Correct Answer: incorrect code

Explanation:


Introduction / Context:
ADC performance is characterized by a well-defined set of error terms. Knowing these helps engineers read datasheets and build accurate error budgets for measurement systems.



Given Data / Assumptions:

  • Differential nonlinearity (DNL) measures step-to-step deviation from 1 LSB.
  • Missing code indicates that one or more codes never appear.
  • Offset and gain error are common linear errors.



Concept / Approach:
“Incorrect code” is not a standard specification; it is an informal symptom that might result from metastability, timing faults, or digital interface errors, but it is not a defined static error metric like DNL, INL, offset, gain, or missing codes.



Step-by-Step Solution:
List standard ADC errors: offset, gain error, DNL, INL, missing codes, noise, and distortion.Compare options to the standard list.Identify the outlier: “incorrect code.”Therefore, the correct choice is the non-standard term.
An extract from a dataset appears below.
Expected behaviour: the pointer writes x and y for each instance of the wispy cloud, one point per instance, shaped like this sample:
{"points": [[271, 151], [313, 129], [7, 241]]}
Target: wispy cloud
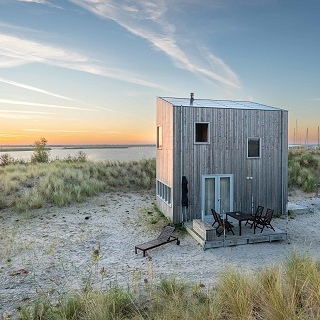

Verification / Alternative check:
Open any precision ADC datasheet; you will find offset, gain, DNL/INL, and missing-code specs. “Incorrect code” is absent as a formal spec.



Why Other Options Are Wrong:
DNL (option A) is a core linearity spec.

Missing code (option B) is a known defect tied to DNL > 1 LSB.

Offset (option D) is a first-order error.

Gain error (option E) is also a standard linear error.



Common Pitfalls:
Confusing digital interface faults with converter core specs; always separate signal-chain issues (timing, clocking) from static error metrics.